A: Rewrite, $\lim_{n \to \infty}(\sqrt[3]{n^3+\sqrt{n}}-\sqrt[3]{n^3-1})\cdot \sqrt{(3n^3+1)}$ 
as $n\left(\left(1+\frac{1}{n^{\frac{5}{2}}} \right)^{\frac{1}{3}} -\left(1-\frac{1}{n^3} \right)^{\frac{1}{3}} \right)\times \sqrt{3}n^{\frac{3}{2}}\left(1+\frac{1}{3n^3}\right)^{\frac{1}{2}}$
Now use the Binomial theorem for fractional powers.
A: Remember the identity: $a^3-b^3=(a-b)\left(a^2+ab+b^2\right)$.

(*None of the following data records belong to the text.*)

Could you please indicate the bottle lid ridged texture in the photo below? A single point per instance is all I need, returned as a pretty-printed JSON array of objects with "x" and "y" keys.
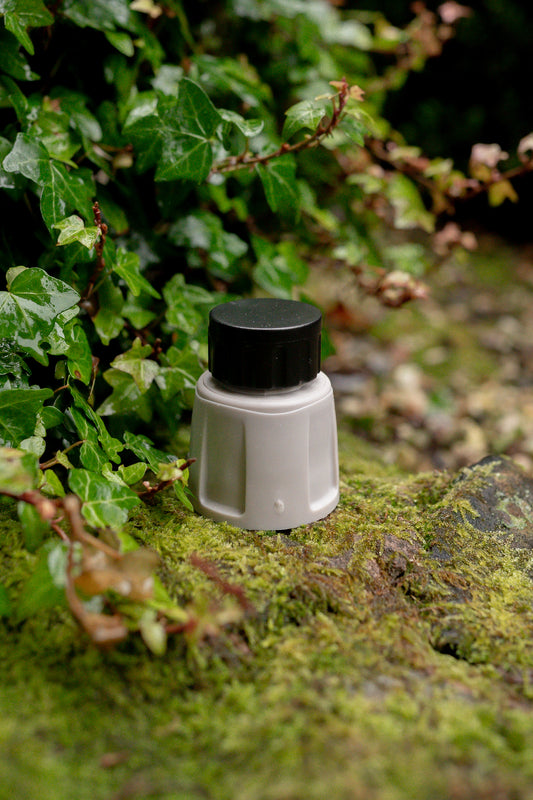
[{"x": 264, "y": 343}]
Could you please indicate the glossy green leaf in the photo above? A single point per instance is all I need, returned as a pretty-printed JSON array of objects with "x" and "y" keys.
[
  {"x": 50, "y": 484},
  {"x": 19, "y": 15},
  {"x": 144, "y": 131},
  {"x": 121, "y": 41},
  {"x": 12, "y": 60},
  {"x": 133, "y": 473},
  {"x": 30, "y": 308},
  {"x": 75, "y": 105},
  {"x": 46, "y": 586},
  {"x": 409, "y": 208},
  {"x": 278, "y": 268},
  {"x": 79, "y": 356},
  {"x": 65, "y": 192},
  {"x": 73, "y": 229},
  {"x": 209, "y": 245},
  {"x": 248, "y": 127},
  {"x": 18, "y": 410},
  {"x": 104, "y": 504},
  {"x": 30, "y": 158},
  {"x": 103, "y": 15},
  {"x": 34, "y": 528},
  {"x": 109, "y": 320},
  {"x": 187, "y": 305},
  {"x": 19, "y": 471},
  {"x": 127, "y": 266},
  {"x": 111, "y": 446},
  {"x": 144, "y": 449},
  {"x": 126, "y": 397},
  {"x": 136, "y": 362},
  {"x": 281, "y": 189},
  {"x": 180, "y": 370},
  {"x": 177, "y": 138},
  {"x": 305, "y": 115}
]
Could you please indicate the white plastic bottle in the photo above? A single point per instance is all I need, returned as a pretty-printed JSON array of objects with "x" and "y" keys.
[{"x": 264, "y": 434}]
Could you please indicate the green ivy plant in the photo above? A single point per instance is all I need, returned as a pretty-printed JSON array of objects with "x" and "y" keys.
[{"x": 153, "y": 165}]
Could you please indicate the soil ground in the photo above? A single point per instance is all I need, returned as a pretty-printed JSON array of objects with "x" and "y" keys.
[{"x": 442, "y": 382}]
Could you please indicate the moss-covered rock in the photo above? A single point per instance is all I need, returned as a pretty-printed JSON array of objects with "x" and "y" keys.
[{"x": 385, "y": 652}]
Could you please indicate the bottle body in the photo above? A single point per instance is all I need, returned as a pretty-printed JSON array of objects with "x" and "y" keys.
[{"x": 264, "y": 460}]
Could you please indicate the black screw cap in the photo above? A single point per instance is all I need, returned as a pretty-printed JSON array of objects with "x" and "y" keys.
[{"x": 264, "y": 343}]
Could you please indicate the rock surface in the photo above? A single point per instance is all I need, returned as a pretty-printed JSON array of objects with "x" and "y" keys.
[{"x": 387, "y": 654}]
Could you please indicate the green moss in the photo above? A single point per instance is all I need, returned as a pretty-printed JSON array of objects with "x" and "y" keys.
[{"x": 389, "y": 656}]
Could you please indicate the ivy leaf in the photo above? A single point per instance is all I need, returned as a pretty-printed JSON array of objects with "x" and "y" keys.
[
  {"x": 126, "y": 397},
  {"x": 33, "y": 526},
  {"x": 72, "y": 229},
  {"x": 181, "y": 369},
  {"x": 208, "y": 243},
  {"x": 22, "y": 14},
  {"x": 103, "y": 15},
  {"x": 18, "y": 470},
  {"x": 134, "y": 362},
  {"x": 66, "y": 191},
  {"x": 248, "y": 127},
  {"x": 30, "y": 158},
  {"x": 144, "y": 449},
  {"x": 79, "y": 356},
  {"x": 182, "y": 300},
  {"x": 133, "y": 473},
  {"x": 109, "y": 320},
  {"x": 111, "y": 445},
  {"x": 127, "y": 266},
  {"x": 145, "y": 132},
  {"x": 46, "y": 586},
  {"x": 278, "y": 268},
  {"x": 104, "y": 504},
  {"x": 305, "y": 115},
  {"x": 177, "y": 137},
  {"x": 409, "y": 209},
  {"x": 281, "y": 189},
  {"x": 188, "y": 127},
  {"x": 121, "y": 41},
  {"x": 92, "y": 456},
  {"x": 31, "y": 306},
  {"x": 20, "y": 409}
]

$$\left(\sqrt[3]{n^3+\sqrt{n}}-\sqrt[3]{n^3-1}\right)\sqrt{3n^3+1}$$
$$=\frac{\left(\left(n^3+\sqrt{n}\right)-\left(n^3-1\right)\right)\sqrt{3n^3+1}}{\sqrt[3]{\left(n^3+\sqrt{n}\right)^2}+\sqrt[3]{\left(n^3+\sqrt{n}\right)\left(n^3-1\right)}+\sqrt[3]{\left(n^3-1\right)^2}}$$
$$=\frac{\left(1+\frac{1}{\sqrt{n}}\right)\sqrt{3+\frac{1}{n^3}}}{\sqrt[3]{\left(1+\frac{1}{n^2\sqrt{n}}\right)^2}+\sqrt[3]{\left(1+\frac{1}{n^2\sqrt{n}}\right)\left(1-\frac{1}{n^3}\right)}+\sqrt[3]{\left(1-\frac{1}{n^3}\right)^2}}$$
$$\stackrel{n\to \infty}\to \frac{(1)\sqrt{3}}{1+1+1}=\frac{1}{\sqrt{3}}$$
A: Sketch: The mean value theorem shows
$$(n^3+\sqrt n)^{1/3} - (n^3-1)^{1/3} =(1/3)c_n^{-2/3}(\sqrt n +1),$$
where $c_n\in (n^3-1,n^3+\sqrt n).$ Using the endpoints of that interval gives upper and lower bounds on $c_n^{-2/3}.$ Now multipy by $\sqrt {3n^3 + 1},$ pull out the various powers of $n,$ use the squeeze theorem, and the limit becomes apparent.